Be still and know that I am God. Psalm 46v10
PRAYER is encounter – God’s action in us
Place & Posture
Find the right place for you – that fits what you need.
The best posture is what leads you to be attentive and relaxed at the same time.
Pray as you can, Not as you can’t!
Here are three ways of coming to greater stillness and attentiveness – ways into deeper prayer.
Find what Suits you – These can be just relaxing exercises – attentive preparations for other methods of prayer – or in themselves a still, attentive prayer of presence.
“I need to be still and let God love me I need to relax and let God take over” (African American Hymn)
Prayer is a gift
Sit in a comfortable position.
Close your eyes or simply gaze (at nature, a candle….)
Allow a feeling of relaxation to flow from the top of your head into your forehead…
as you breathe out, breathe away any tension in your forehead…
let that feeling of relaxation flow into your face…
into the small muscles around your eyes, nose, mouth..,
let your jaws relax..,
as you breathe out, breathe away any tension in your face…
let that feeling of relaxation flow into your neck, across your shoulders…
breathe away any tension…
down your upper arms, lower arms to your fingertips…
breathing away tension…
with each breath you take, let the tension of the day ebb away…,
with each breath you take, allow yourself to become as deeply relaxed as you want to be at this time..,
continue down through your body…
relaxing the muscles..,
down into your chest..,
tummy muscles,
the trunk of your body…
down the front of your legs, into your ankles, into your feet, into your toes…
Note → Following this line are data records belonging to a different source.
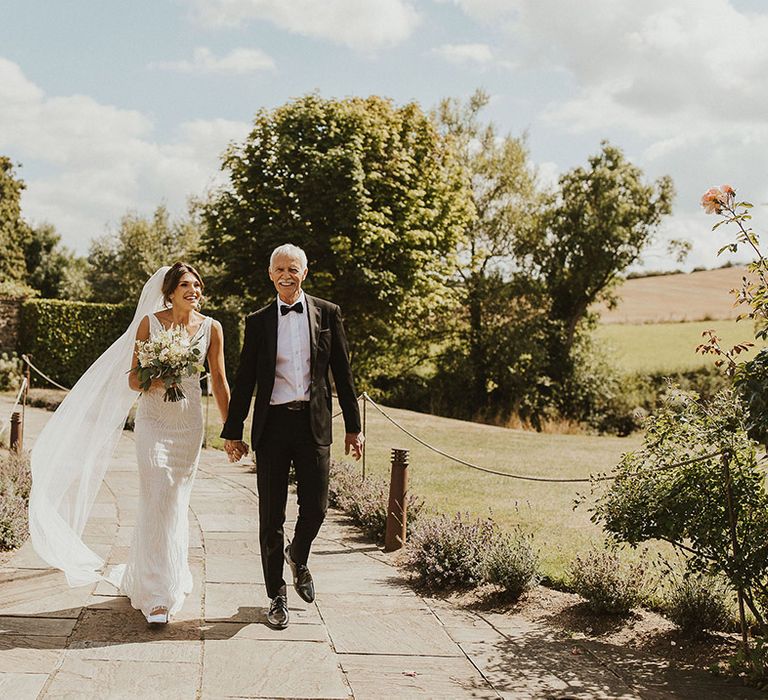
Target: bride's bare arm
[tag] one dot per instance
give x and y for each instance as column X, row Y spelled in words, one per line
column 216, row 368
column 142, row 333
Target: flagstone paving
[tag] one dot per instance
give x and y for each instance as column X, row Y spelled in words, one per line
column 368, row 635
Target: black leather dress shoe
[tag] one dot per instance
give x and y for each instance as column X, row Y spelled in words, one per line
column 277, row 617
column 302, row 579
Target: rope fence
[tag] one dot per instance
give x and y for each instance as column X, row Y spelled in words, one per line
column 477, row 467
column 522, row 477
column 7, row 423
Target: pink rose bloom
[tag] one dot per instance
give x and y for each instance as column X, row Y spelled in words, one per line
column 711, row 200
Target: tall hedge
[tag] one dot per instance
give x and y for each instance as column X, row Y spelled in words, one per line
column 63, row 338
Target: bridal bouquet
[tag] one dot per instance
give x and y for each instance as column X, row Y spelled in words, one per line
column 169, row 355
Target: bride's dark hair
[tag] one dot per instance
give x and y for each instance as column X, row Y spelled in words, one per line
column 172, row 277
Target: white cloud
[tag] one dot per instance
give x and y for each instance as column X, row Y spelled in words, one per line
column 359, row 24
column 679, row 81
column 101, row 161
column 473, row 54
column 236, row 62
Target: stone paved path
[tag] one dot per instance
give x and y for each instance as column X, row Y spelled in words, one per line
column 367, row 635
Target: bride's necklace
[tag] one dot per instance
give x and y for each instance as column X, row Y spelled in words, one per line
column 181, row 325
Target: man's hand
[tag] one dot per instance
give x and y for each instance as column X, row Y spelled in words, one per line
column 354, row 442
column 235, row 449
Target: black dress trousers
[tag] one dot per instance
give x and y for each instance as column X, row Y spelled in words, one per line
column 287, row 438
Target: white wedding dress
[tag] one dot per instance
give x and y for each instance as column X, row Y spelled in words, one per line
column 168, row 440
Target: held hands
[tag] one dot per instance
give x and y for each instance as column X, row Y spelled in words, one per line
column 354, row 442
column 235, row 449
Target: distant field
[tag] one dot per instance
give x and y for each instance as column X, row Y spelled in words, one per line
column 667, row 347
column 695, row 296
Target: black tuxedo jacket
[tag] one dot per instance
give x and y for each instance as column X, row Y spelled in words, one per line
column 328, row 353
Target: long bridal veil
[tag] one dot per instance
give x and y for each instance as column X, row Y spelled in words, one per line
column 71, row 454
then from the top of your head down the back of your head into your neck,
down your back, your buttocks, the back of your legs and into your feet…
gently and slowly breathing away the tension,
letting go and letting God be God.
Sit in a comfortable position – relaxed with back straight
Concentrate all your attention on the physical feeling of breathing in, then of breathing out. Do not deliberately change your breathing.
If this exercise were to cause you breathlessness, abandon it!
If the exercise makes you feel so relaxed that you become drowsy, then you are doing it well!
If you are rested and want to turn this exercise into more explicit prayer, then let your in-breath express all that you long for, and your out-breath be a surrender of yourself together with all your worries, anxieties, guilt, pain. (Don’t moralize or judge yourself.)
Identify each sound you can hear. (Don’t rush, don’t strain, concentrate attention wholly on each sound you can hear.)
Sudden sounds and distractions should be acknowledged – Then bring attention back to where you were.
For a sequence, seek the sound… move from inside to outside the room and back again, then inside yourself finally to the sound of your breathing.
This exercise can be turned into explicit prayer by recognising God’s presence in the sounds and what they symbolise: people, nature etc.